If the twentieth century has a single theme, it is that ideology itself is a dead-end, a failure. The growth of mass media enabled ideas to motivate people in ways never before imagined. Time and time again, these ideas allowed dogmatic leaders to demonize the “opposition,” which usually meant helping the strong to terrorize the weak. From the Nazi death camps to the Soviet gulags to China’s Cultural Revolution to America’s McCarthyism, the twentieth century was full of ideas that gave power to autocratic leaders not afraid to destroy the lives of those who resisted. Much as we hate to admit it, these leaders were supported by the masses of people who believed blindly in the ideas they represented. Before becoming a dictator, Hitler was initially elected to power. (“People will more easily fall victim to a big lie than to a small one.”) For much too long, Stalin had an embarrassing number of communist apologists all around the world. (“One death is a tragedy; a million is a statistic.”) They are now primarily remembered as mass murderers.

I personally despise ideologies because they inevitably lead to a belief that there is one set of solutions to the world’s problems. One set of solutions means all other options are heretical, which means they must be controlled. Ideologues put ideas above people, which is the beginning of terror and oppression. People are more important than ideas; in fact, people are more important than everything because they are, in fact, the only thing.

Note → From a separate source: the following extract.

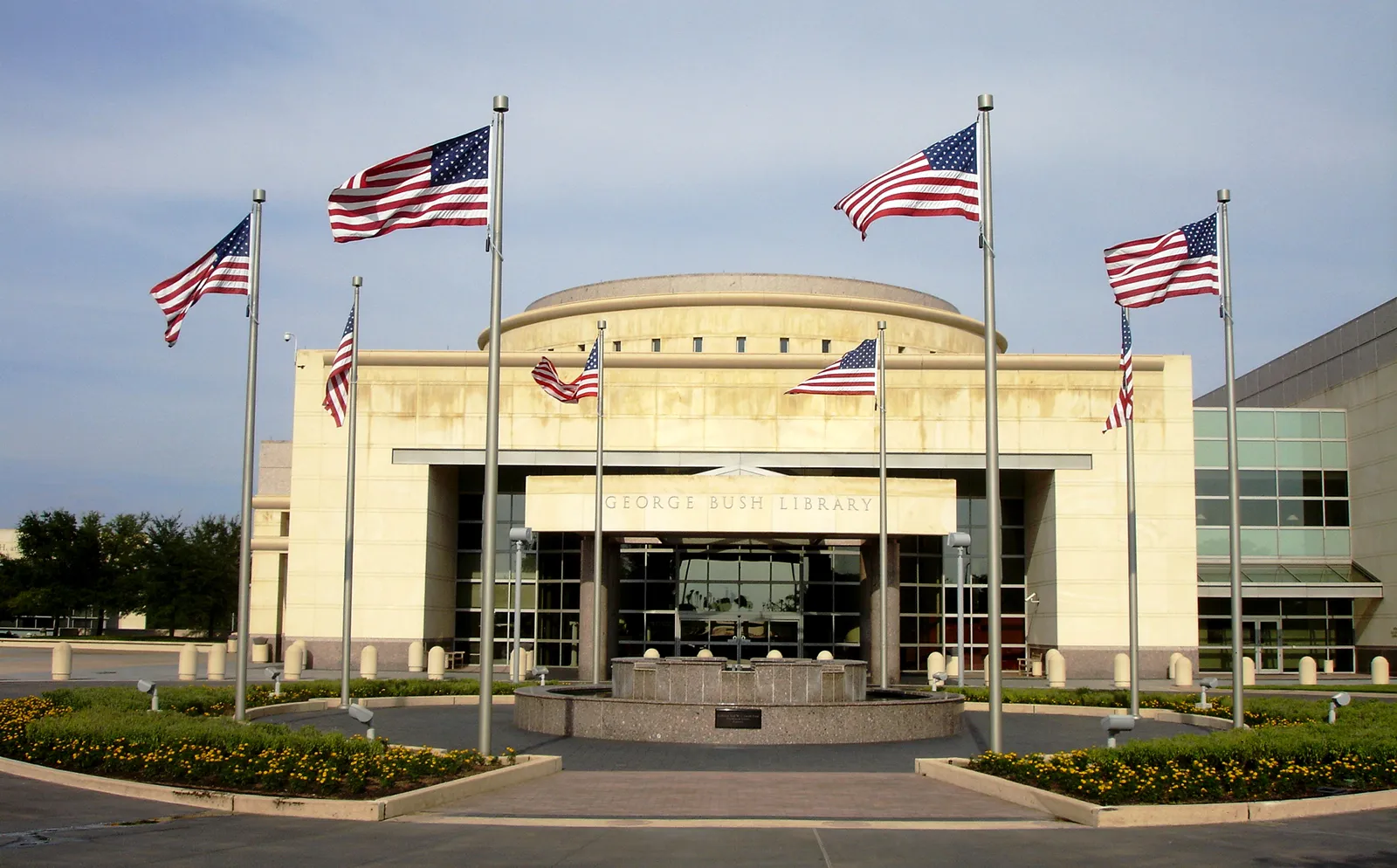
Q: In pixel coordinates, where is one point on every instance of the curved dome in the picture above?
(784, 284)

I don’t imagine that Civ4 tackles these issues as well as it could have, but I do know that my inherent distrust of ideologies does lurk under the surface of the game. Take the civics system, for example. Unlike previous Civ games, which let you could choose between broad labels like Democracy or Communism, Civ4 lets you build your government à la carte. You can mix State Property with Free Speech, or a Police State with a Free Market, or even Slavery with Universal Suffrage. Ideologues love labels because they dehumanize and obscure the opposition; both sides of the Cold War made liberal use of the terms “Communist” and “Capitalist” to differentiate each other, even though the United States government has slowly adopted communist programs piece-meal over the last century. Why exactly was the U.S. – a country with social security, medicare, welfare, a minimum wage, labor laws, and trade unions – fighting to keep Communism out of Vietnam? In fact, if you took a typical Red-fearing, trade-union-busting industrialist from 1907 and sent him 100 years into the future and explained how America now works, he would assume that the Communists won after all! Labels exist to separate and control people, and I wanted the civics system to encourage people to look behind the labels and at the actual choices a society needs to make when governing itself. It was no accident that I attached Mt. Rushmore to Fascism; carving mammoth statues of your country’s greatest leaders into a MOUNTAIN is fascist, even if we do not live under Fascism. Our own self-labeling as Democratic and Capitalist does not protect us from charges that our country is damaging the world when our policies hurt people, real people.

Of course, discouraging rigid thinking is not the only reason I make games, but it is the best answer I can give to Jonathan’s question. If I ever get to release my dream strategy game, this idea will be clearly be at the center of the design. It’s good to have a reason.